Byłoby znacznie lepiej, gdyby użytkownicy mieli opcję udostępnienia swojej lokalizacji tylko tym, których" obserwują "lub którzy śledzą ich na Twitterze, lub wybrał ręcznie wybrane kontakty.

Ważne będzie również, aby Twitter dokładnie monitorował, w jaki sposób programiści używają danych o lokalizacji gromadzonych przez ich aplikacje. "Obszarem, który najbardziej mnie interesuje w tym momencie, jest sposób wykorzystania danych - powiedział Strellner.
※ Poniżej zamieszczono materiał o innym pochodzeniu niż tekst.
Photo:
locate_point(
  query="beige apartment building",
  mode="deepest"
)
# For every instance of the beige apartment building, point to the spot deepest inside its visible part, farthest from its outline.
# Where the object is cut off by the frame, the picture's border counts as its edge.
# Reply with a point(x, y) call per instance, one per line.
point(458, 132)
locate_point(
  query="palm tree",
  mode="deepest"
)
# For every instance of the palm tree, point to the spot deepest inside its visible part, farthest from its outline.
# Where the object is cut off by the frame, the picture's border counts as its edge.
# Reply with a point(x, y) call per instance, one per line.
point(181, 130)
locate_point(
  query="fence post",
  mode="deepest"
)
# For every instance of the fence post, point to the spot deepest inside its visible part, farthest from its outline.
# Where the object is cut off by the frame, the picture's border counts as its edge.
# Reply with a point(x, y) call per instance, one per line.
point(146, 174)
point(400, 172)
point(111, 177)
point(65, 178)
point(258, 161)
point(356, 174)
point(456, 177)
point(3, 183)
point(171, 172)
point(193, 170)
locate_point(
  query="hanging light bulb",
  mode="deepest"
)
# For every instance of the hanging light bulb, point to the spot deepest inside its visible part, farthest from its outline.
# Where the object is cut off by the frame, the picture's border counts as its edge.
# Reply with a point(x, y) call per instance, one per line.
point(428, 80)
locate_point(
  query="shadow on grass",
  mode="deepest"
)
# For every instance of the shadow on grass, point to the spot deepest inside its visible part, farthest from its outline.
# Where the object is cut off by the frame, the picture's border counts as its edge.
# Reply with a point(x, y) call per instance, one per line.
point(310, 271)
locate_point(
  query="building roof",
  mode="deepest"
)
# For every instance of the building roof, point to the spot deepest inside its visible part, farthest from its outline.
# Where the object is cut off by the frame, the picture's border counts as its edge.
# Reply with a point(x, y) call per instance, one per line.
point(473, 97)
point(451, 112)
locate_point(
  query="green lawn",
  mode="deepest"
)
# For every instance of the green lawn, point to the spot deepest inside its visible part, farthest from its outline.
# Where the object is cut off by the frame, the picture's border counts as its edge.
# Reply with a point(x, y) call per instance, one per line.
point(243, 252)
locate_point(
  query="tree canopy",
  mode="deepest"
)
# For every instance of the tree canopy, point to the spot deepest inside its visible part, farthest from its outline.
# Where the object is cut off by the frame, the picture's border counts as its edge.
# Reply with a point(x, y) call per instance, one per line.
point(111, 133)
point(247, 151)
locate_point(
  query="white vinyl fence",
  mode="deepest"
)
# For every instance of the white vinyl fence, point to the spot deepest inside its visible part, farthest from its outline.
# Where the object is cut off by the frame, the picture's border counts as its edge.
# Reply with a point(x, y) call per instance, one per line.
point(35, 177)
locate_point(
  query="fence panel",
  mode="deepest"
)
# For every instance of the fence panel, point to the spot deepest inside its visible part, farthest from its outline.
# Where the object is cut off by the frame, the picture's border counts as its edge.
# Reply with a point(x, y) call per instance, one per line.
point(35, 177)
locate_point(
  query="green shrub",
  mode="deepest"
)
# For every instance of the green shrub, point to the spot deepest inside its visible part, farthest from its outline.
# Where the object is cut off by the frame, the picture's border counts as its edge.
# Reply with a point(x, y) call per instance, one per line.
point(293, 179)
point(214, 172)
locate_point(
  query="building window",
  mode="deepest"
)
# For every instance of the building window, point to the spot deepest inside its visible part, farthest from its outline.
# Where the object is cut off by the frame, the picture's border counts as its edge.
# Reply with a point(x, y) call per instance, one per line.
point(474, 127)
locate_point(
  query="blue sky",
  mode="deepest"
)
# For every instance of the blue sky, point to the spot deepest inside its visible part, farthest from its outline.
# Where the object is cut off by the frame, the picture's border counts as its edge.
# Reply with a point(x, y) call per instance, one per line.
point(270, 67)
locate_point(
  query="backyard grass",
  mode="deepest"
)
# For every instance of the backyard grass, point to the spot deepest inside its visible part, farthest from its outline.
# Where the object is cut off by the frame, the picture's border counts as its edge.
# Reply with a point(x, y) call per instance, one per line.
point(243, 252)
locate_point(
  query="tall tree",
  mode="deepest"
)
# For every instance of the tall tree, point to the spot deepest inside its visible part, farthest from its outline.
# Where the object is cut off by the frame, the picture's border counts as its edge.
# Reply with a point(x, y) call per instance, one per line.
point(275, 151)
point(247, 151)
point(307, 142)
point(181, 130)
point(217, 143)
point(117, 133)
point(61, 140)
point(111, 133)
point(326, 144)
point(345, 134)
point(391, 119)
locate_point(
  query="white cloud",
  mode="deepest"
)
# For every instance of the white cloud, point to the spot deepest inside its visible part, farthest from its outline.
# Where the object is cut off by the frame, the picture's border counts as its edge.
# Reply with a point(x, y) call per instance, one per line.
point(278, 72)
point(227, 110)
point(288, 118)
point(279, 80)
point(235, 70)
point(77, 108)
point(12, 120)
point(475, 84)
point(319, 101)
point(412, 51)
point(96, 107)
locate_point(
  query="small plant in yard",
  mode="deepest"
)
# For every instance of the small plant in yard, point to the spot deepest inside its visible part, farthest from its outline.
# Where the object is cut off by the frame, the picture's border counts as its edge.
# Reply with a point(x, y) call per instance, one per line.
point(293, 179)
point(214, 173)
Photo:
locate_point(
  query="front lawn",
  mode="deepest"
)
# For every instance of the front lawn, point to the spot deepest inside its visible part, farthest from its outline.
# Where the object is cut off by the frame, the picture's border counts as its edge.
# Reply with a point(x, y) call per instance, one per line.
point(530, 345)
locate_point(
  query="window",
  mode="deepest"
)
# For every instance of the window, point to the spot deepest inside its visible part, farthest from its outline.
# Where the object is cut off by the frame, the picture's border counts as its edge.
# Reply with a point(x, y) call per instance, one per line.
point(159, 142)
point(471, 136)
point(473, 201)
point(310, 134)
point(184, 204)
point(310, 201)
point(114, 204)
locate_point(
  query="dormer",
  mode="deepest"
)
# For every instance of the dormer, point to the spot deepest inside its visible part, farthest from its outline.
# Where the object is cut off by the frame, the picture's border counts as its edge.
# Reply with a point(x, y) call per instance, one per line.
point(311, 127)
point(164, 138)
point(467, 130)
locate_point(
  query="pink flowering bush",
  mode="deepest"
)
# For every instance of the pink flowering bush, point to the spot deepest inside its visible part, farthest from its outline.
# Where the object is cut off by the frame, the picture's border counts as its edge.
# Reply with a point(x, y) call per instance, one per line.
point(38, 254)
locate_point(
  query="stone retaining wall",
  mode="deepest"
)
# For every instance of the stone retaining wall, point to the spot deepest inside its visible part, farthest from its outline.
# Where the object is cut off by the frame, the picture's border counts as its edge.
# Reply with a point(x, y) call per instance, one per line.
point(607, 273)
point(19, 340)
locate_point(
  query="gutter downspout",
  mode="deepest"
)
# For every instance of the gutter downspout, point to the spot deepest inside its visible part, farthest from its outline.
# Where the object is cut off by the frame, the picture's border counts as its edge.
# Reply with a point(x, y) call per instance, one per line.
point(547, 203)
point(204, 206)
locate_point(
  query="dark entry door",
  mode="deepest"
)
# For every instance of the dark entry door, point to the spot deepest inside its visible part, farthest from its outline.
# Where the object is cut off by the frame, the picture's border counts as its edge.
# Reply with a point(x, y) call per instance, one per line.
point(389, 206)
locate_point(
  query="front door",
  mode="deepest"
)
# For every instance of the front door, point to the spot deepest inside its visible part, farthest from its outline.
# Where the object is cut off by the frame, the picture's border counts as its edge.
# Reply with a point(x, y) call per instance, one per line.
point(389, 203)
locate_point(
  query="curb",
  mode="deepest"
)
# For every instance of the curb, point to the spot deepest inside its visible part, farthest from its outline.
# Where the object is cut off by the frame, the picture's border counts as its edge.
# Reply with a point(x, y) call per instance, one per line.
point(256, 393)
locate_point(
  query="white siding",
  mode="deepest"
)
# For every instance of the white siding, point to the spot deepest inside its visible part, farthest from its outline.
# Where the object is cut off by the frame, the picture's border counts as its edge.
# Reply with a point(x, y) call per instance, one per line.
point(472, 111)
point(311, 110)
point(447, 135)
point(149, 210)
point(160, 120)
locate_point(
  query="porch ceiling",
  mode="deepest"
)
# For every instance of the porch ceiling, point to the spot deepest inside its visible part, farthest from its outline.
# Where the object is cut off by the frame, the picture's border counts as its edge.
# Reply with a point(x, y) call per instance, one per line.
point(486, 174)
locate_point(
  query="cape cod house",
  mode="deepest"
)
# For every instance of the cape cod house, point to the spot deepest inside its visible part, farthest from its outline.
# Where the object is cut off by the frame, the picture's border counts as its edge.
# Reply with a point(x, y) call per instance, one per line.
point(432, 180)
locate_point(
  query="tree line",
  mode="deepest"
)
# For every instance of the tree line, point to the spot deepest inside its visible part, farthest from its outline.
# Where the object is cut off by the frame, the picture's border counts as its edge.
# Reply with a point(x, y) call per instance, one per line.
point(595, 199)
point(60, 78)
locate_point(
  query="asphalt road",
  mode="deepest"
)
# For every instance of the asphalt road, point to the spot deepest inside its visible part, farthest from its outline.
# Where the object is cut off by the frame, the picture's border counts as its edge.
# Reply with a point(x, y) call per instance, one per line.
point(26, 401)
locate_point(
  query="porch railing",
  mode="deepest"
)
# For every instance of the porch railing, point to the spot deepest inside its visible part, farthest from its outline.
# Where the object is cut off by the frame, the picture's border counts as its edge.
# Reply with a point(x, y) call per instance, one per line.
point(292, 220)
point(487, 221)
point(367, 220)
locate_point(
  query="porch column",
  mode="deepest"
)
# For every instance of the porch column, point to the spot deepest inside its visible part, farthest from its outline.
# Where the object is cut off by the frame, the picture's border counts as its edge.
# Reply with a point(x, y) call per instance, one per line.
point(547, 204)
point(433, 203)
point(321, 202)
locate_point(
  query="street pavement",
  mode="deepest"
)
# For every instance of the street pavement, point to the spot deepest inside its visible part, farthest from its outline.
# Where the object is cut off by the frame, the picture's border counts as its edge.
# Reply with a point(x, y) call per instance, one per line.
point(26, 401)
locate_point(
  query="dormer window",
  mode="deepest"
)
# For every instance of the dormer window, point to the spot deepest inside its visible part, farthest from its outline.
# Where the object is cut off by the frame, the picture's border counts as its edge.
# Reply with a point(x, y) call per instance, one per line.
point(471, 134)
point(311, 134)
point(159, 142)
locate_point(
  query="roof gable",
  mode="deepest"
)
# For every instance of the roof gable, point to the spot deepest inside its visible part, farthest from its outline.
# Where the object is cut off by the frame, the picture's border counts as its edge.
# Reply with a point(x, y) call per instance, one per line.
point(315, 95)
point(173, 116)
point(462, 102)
Aplikacje żądające danych geolokalizacyjnych powinny uzyskać zgodę Twittera przed uzyskaniem dostępu do niego, powiedział. "To pozwoliłoby Twitterowi blokować aplikacje wykorzystujące te dane w sposób, który mógłby być złośliwy."

Crowley, założyciel mobilnej sieci społecznościowej Dodgeball, którą Google nabył w 2005 roku, przyznaje, że usługi lokalizacyjne są trudne do zaprojektowania, aby użytkownicy czuli się z nimi komfortowo, ale czuje się pewnie, że Twitter to naprawi.

"Twitter będzie z tym naprawdę ostrożny. Wiedzą, co robią. Wykonują wszystkie właściwe ruchy, "powiedział Crowley.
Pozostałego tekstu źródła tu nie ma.